CAMI-challenge / CAMISIM

CAMISIM: Simulating metagenomes and microbial communities
https://data.cami-challenge.org/participate
Apache License 2.0
170 stars 37 forks source link

How to speed up the microbiome simulation process using CamiSim #163

Closed YunyunGao374 closed 1 year ago

YunyunGao374 commented 1 year ago

Hello,

I'm interested in finding ways to speed up the microbiome simulation process using CamiSim. I have a host genome and 20 bacterial genomes, totaling around 1.1 GB in size. My goal is to create a simulated microbiome population of approximately 6Gb. Currently, the simulation has been running for 190 hours, clearly, the speed remains quite slow.

I attempted to improve the speed by adjusting the max_processors parameter, trying values like 32, 64, and 128, but unfortunately, this didn't lead to any noticeable changes in the speed. Additionally, I experimented with running the command python ~/camisim/CAMISIM-master/metagenomesimulation.py test.ini --thread 20, hoping to utilize multiple threads, but encountered an error indicating that the --thread 20 option is not supported.

Given that I'm new to data analysis, I'm reaching out for assistance. Could you provide any guidance or suggestions to help me address these challenges? Thanks.
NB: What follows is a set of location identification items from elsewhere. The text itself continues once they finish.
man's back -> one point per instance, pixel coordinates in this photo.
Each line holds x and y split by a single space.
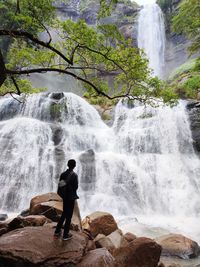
71 179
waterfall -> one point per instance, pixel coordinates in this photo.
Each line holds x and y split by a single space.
143 164
151 35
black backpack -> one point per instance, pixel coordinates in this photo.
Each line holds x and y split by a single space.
63 184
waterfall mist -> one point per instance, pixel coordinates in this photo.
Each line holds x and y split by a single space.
143 164
151 36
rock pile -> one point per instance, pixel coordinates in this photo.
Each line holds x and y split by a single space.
97 241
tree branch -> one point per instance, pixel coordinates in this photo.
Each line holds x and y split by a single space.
3 75
24 34
43 70
16 85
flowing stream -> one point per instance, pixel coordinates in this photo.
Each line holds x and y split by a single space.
143 166
151 35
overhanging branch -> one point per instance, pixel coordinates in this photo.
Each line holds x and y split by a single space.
43 70
24 34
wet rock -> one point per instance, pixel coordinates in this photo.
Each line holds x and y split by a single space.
194 117
142 252
99 223
102 241
51 206
57 96
25 213
35 246
31 220
50 209
178 245
117 238
44 198
3 217
97 258
57 134
130 237
3 228
87 160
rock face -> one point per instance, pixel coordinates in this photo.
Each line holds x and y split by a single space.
3 217
194 116
142 252
35 246
99 223
178 245
97 258
51 206
31 220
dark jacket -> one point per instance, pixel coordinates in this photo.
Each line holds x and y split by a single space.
72 184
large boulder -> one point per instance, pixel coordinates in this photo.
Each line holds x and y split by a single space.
142 252
130 237
99 223
31 220
3 217
117 238
102 241
178 245
44 198
36 246
97 258
51 206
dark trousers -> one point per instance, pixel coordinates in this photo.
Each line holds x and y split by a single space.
68 207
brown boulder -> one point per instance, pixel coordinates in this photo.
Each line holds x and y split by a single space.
50 209
130 237
44 198
51 206
142 252
102 241
178 245
97 258
99 223
31 220
36 246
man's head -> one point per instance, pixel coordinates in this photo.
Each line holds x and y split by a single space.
71 164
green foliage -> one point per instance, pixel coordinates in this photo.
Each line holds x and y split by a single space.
24 85
187 21
184 68
192 86
86 53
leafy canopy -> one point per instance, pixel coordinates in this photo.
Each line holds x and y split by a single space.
86 53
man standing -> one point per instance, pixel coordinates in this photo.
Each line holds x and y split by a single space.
68 184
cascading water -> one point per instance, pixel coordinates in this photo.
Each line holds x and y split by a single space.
151 35
143 165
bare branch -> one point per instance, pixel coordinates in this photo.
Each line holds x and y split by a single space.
24 34
43 70
16 85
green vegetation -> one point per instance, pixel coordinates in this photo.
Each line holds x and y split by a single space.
186 79
85 53
187 21
184 68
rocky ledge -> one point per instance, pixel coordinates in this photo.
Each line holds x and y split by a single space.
28 241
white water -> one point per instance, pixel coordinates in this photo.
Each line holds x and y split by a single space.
151 35
144 166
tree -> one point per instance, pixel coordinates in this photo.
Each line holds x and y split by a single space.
187 21
85 53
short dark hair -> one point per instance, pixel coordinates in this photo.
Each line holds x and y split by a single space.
71 163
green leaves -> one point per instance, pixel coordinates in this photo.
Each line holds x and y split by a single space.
107 64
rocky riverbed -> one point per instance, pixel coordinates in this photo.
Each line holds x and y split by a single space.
27 240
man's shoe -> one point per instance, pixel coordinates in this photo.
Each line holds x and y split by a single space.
57 233
67 237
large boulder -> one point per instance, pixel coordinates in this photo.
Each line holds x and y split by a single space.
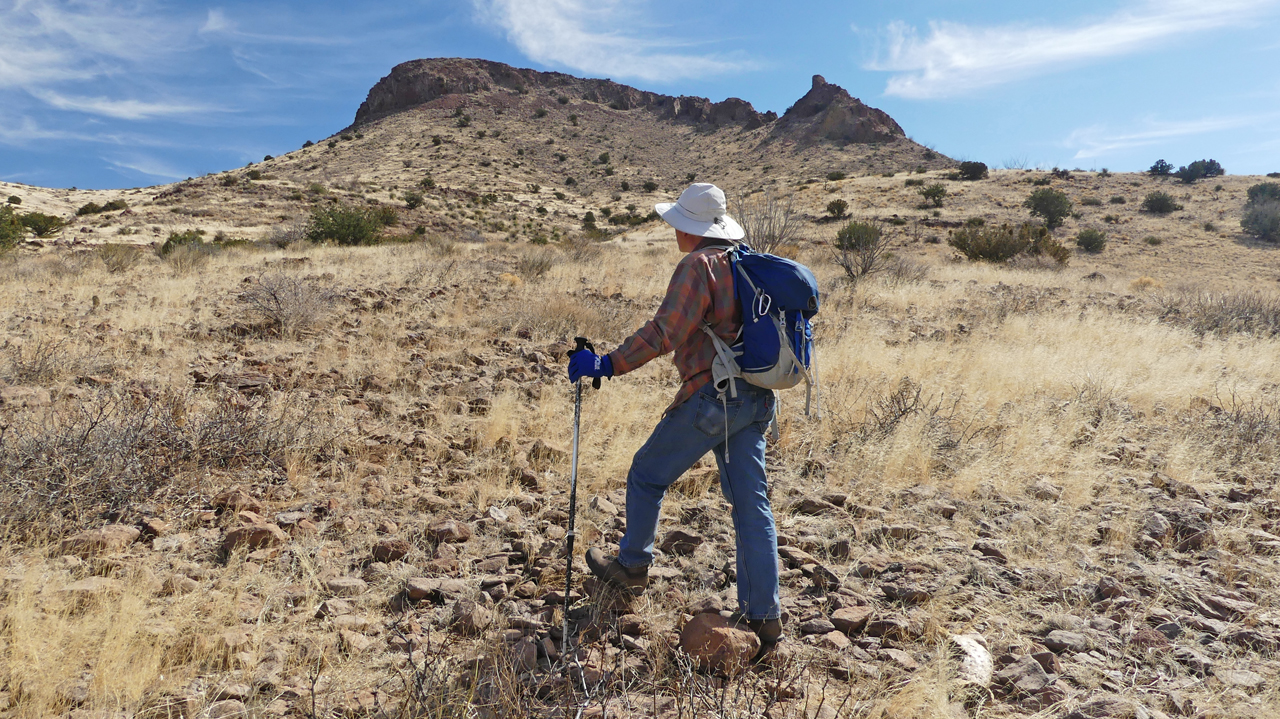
717 645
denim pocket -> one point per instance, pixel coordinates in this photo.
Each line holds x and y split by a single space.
711 418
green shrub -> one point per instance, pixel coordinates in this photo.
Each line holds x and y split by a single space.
1262 220
1264 191
10 229
933 195
1091 241
1050 204
973 170
41 224
342 225
1160 204
1200 169
1004 243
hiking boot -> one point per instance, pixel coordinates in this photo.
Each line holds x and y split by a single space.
769 632
613 573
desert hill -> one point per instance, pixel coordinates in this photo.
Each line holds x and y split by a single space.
282 479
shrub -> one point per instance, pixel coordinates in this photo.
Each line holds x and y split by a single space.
1160 204
342 225
1050 204
860 248
289 306
1200 169
933 195
10 229
1091 241
1004 243
973 170
1262 220
769 220
41 224
1264 191
118 257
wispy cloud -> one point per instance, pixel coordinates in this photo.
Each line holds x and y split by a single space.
574 33
1098 141
120 109
958 58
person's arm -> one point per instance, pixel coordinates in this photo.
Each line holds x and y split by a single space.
686 303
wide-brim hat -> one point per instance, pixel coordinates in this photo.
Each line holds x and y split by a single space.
702 211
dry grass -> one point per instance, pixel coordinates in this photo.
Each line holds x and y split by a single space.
430 374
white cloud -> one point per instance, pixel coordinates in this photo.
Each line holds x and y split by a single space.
577 33
1098 141
958 58
120 109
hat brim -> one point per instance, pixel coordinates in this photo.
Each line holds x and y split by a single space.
721 228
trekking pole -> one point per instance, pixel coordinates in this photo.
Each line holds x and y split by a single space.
572 493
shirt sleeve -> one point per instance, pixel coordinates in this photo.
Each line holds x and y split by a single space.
677 317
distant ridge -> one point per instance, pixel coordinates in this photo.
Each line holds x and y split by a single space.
827 113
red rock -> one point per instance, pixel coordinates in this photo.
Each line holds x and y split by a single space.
391 549
448 531
716 645
103 540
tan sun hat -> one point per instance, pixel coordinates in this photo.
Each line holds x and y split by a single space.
700 210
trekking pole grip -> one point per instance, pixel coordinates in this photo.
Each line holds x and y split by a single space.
584 344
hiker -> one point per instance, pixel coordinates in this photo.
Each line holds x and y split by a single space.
700 418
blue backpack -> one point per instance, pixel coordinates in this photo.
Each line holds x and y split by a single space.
775 347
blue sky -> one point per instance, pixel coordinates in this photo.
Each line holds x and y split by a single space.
100 94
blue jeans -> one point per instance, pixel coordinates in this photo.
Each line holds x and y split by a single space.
684 435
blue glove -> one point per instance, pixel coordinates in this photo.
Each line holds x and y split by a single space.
588 363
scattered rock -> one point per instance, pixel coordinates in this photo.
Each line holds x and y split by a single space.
850 619
448 531
718 646
103 540
391 549
679 541
346 586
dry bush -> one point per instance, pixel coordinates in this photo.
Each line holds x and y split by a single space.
769 220
533 265
119 257
1223 312
80 462
187 259
288 305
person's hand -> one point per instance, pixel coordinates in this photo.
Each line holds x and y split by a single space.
586 363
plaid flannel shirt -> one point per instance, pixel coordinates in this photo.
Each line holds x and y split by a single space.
700 289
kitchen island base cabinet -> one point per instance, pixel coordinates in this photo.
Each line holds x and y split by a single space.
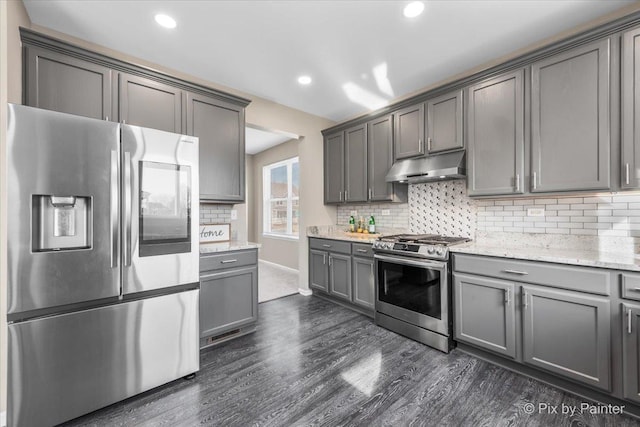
228 295
567 333
485 313
631 351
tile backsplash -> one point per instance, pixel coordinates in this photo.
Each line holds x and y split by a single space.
445 208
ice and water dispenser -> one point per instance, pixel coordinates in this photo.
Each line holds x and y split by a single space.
61 223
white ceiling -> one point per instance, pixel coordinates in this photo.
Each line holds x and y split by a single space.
360 54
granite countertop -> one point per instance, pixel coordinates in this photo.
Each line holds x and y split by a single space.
588 252
233 245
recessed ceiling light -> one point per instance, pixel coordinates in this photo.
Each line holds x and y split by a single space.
165 20
304 80
413 9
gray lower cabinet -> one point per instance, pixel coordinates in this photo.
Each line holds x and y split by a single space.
363 282
149 103
318 271
630 109
495 137
59 82
570 124
485 313
334 168
228 293
567 333
630 351
355 149
340 275
444 123
408 131
219 127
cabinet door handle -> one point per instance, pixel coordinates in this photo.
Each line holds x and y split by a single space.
626 173
519 273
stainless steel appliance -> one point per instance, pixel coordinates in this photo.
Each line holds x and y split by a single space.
413 291
102 263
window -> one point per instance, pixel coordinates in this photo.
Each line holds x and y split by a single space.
281 198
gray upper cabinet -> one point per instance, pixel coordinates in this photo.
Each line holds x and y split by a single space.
334 168
409 132
444 123
148 103
219 126
55 81
380 158
340 276
495 136
630 109
568 333
630 353
570 97
355 142
485 313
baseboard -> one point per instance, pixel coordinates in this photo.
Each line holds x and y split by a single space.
284 267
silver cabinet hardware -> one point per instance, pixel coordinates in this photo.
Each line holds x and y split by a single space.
518 272
114 208
626 173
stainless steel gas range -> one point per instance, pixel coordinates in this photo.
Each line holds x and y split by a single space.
413 291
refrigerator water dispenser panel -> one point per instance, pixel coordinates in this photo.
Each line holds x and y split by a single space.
61 223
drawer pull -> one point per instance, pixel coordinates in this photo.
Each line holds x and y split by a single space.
519 273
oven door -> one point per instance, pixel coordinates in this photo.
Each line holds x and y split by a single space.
412 290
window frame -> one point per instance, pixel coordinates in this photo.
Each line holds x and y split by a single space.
267 199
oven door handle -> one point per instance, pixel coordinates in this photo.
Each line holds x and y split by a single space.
403 261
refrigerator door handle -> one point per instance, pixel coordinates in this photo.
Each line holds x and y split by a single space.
113 221
127 209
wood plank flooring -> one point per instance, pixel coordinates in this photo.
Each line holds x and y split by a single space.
311 362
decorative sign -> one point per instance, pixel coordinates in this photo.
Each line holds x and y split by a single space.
215 233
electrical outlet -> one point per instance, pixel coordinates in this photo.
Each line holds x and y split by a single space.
535 212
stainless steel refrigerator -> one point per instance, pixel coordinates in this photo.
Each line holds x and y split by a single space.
102 263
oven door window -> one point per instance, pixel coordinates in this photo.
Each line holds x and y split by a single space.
165 213
413 288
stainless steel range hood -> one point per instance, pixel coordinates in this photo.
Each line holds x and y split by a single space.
439 167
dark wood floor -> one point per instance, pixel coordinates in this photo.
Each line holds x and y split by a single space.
311 362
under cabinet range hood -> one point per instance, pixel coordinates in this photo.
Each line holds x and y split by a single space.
439 167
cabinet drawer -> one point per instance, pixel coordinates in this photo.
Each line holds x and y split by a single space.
361 249
631 286
582 279
228 260
330 245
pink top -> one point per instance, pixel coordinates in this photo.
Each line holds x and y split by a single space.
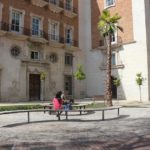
57 104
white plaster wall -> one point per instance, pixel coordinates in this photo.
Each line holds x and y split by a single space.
147 12
10 75
85 36
134 57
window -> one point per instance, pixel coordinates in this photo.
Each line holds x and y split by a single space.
68 5
35 55
36 23
16 19
15 51
53 57
109 3
55 2
54 31
68 59
68 36
113 59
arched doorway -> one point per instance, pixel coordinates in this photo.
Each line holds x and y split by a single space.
113 88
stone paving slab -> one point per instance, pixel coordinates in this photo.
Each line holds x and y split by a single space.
86 132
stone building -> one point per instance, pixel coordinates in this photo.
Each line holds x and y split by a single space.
130 53
39 49
48 38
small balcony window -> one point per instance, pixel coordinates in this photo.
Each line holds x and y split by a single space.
113 59
68 59
36 23
68 5
16 20
54 31
68 36
35 55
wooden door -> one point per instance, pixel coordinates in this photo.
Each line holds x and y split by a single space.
34 86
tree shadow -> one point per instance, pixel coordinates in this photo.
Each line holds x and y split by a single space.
63 120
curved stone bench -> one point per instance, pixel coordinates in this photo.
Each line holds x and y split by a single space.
62 110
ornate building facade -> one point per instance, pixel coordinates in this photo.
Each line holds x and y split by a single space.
39 48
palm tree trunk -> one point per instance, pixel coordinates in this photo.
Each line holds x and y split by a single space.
108 90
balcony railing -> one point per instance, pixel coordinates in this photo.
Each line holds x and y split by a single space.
36 33
56 2
62 40
117 43
21 30
69 7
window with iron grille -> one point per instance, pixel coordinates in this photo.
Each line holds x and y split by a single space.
35 55
16 18
68 36
15 51
36 26
68 5
54 31
68 59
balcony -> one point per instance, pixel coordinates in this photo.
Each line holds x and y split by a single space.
116 44
21 33
70 11
56 41
40 3
55 6
71 45
38 36
12 31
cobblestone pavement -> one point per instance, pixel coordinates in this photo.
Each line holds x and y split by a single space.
131 131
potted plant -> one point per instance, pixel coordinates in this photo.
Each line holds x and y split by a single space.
139 81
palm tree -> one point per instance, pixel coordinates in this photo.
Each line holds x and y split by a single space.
108 26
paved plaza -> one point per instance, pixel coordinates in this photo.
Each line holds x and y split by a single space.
131 131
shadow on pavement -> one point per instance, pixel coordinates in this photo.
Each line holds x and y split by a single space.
64 120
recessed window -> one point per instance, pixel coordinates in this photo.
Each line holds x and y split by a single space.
16 20
36 23
54 31
114 38
34 55
68 59
15 51
53 57
113 59
68 36
68 5
109 3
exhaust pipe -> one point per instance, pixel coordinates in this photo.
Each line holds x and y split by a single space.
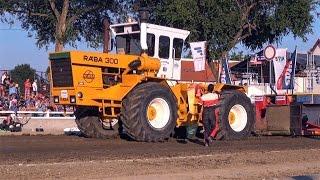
144 17
106 35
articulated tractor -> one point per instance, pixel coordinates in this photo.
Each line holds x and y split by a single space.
134 86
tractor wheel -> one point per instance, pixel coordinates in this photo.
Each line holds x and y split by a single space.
91 126
236 116
149 113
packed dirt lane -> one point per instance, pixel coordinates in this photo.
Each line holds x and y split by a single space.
75 157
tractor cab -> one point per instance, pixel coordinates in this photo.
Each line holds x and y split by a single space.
164 43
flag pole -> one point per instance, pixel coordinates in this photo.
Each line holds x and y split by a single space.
294 70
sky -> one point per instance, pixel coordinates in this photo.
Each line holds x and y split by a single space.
17 48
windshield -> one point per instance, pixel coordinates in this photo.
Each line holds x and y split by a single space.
130 44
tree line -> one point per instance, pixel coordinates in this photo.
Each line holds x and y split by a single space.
222 23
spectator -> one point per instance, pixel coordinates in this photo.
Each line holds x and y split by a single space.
2 90
12 89
35 87
27 86
3 77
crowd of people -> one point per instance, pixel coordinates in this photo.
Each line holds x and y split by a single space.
12 98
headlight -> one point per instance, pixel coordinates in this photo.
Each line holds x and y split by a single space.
56 99
79 95
72 99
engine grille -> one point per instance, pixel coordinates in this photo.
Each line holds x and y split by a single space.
61 73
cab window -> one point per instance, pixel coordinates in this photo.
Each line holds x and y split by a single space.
177 45
164 47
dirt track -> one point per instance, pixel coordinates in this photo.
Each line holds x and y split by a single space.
75 157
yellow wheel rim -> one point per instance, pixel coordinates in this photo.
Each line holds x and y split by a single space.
151 113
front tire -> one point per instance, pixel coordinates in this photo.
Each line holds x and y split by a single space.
149 112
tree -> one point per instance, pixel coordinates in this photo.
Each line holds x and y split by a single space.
225 23
63 21
22 72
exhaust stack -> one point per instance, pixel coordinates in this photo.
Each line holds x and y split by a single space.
106 35
144 17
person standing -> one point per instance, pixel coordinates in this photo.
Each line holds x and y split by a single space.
35 87
208 101
27 86
3 77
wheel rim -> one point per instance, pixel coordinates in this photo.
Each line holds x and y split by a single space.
158 113
238 118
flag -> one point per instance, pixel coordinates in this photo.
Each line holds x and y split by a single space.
224 72
286 80
258 58
198 50
279 64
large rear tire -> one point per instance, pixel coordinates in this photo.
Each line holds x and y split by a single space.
236 116
90 125
149 112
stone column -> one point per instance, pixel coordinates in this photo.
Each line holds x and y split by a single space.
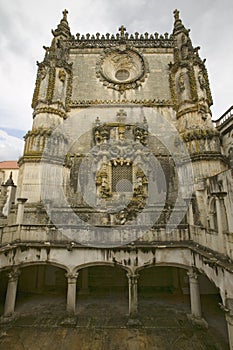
84 282
194 295
11 292
21 202
133 294
71 292
229 318
221 220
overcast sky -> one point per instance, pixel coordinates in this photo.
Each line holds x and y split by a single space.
25 26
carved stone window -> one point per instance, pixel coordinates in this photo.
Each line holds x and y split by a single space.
122 178
122 74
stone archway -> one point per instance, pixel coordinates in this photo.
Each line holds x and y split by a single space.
163 288
35 288
102 293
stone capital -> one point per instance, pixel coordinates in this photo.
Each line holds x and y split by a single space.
133 278
193 276
13 275
72 276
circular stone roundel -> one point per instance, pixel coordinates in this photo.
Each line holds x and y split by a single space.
121 69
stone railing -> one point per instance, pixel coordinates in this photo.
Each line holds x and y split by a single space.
136 39
116 235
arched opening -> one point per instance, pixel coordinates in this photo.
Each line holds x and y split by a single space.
211 311
162 287
102 293
41 288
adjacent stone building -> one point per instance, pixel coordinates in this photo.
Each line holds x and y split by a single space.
125 181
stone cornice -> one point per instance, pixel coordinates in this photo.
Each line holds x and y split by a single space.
145 102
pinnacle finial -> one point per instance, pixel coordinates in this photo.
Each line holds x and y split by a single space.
122 30
176 14
63 27
65 12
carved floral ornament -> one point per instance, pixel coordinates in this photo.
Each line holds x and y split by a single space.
122 69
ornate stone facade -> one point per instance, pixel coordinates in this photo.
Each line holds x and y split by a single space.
123 167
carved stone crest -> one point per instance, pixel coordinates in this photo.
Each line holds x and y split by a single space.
122 69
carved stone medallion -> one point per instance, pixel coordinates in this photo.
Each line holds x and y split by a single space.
122 69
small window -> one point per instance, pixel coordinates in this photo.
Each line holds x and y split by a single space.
122 74
122 178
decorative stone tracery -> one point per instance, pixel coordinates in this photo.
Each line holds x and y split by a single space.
122 68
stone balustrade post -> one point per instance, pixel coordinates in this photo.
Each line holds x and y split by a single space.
71 292
229 318
133 294
195 299
20 212
10 300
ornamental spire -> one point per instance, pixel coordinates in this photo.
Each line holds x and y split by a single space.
63 28
178 25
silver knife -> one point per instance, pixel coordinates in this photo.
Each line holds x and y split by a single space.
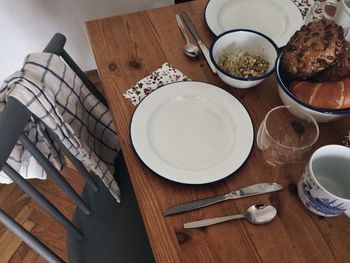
255 189
202 46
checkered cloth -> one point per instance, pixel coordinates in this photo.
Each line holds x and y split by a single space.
60 101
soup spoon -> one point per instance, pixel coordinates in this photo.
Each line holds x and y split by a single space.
256 214
190 49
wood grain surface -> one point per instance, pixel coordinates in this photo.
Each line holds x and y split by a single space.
129 47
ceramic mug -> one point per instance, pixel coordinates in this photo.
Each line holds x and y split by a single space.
333 10
324 186
341 15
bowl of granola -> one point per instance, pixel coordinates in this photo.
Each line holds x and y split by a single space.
243 58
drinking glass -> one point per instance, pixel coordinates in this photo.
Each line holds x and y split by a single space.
286 135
AlphaSquad commented 1 year ago

Hi, thank you for your interest in CAMISIM. CAMISIM can be somewhat slow, but 190 hours for a single sample of 6 GB seems excessive. Could you attach the config file you were using to find out more? Unfortunately, CAMISIM in its current state has some parts which are not properly parallelised, so adding more cores and threads will not help much, particularly because most of the work is actually file I/O which is limited more by the speed of your hard drive(s) than your processor(s). A new version of CAMISIM using nextflow and thereby more efficiently utilising parallelisation will be out hopefully this fall

YunyunGao374 commented 1 year ago

Yes, and I checked the tmp folder, It shows some files are still under-created, which means it is still under running.

Sorry I cannot attach the config file directly, but here is the information.

[Main] seed=632741178 phase=0 max_processors=32 dataset_id=OTU output_directory=/public/home/liuyongxin/gyy/human/out1 temp_directory=/public/home/liuyongxin/gyy/human/tmp1 gsa=True pooled_gsa=True anonymous=True compress=1

[ReadSimulator] readsim=~/db/soft/camisim/CAMISIM-master/tools/art_illumina-2.3.6/art_illumina error_profiles=~/db/soft/camisim/CAMISIM-master/tools/art_illumina-2.3.6/profiles samtools=~/db/soft/camisim/CAMISIM-master/tools/samtools-1.3/samtools profile=mbarc size=5.4 type=art fragments_size_mean=270 fragment_size_standard_deviation=27

[CommunityDesign]

distribution_file_paths=out/abundance0.tsv,out/abundance1.tsv,out/abundance2.tsv,out/abundance3.tsv,out/abundance4.tsv,out/abundance5.tsv,out/abundance6.tsv,out/abundance7.tsv,out/abundance8.tsv,out/abundance9.tsv

ncbi_taxdump=~/db/soft/camisim/CAMISIM-master/tools/ncbi-taxonomy_20170222.tar.gz strain_simulation_template=~/db/soft/camisim/CAMISIM-master/scripts/StrainSimulationWrapper/sgEvolver/simulation_dir number_of_samples=5

[community0] metadata=/public/home/liuyongxin/gyy/human/metadata1.tsv id_to_genome_file=/public/home/liuyongxin/gyy/human/genome_to_id1.tsv id_to_gff_file= genomes_total=25 num_real_genomes=25 max_strains_per_otu=1 ratio=1 mode=differential log_mu=1 log_sigma=2 gauss_mu=1 gauss_sigma=1 view=False

AlphaSquad commented 1 year ago

Note that you are creating 5 samples with 5.4 Gb each, so in total 27 Gb data. 190 hours still seems a lot, but it is not entirely impossible that CAMISIM is actually running that long. I have noticed a significant slowdown of CAMISIM when one of the input genomes is big - it seems that is the case for your host genome (~1 GB?), so I suspect that to be the "culprit". If I remember correctly that slowdown unfortunately is because of the read simulation (using ART) and there is not much we can do. I suggest you let it run for a little longer and see if CAMISIM finishes in another few days. Alternatively you could split up your host genome into e.g. 10 smaller parts and try if that speeds things up.

YunyunGao374 commented 1 year ago

Yes, I tried to get five multiple replicated populations. Thanks so much for your suggestion, I will try to separate the big genome into several smaller parts to see the results, Thanks again.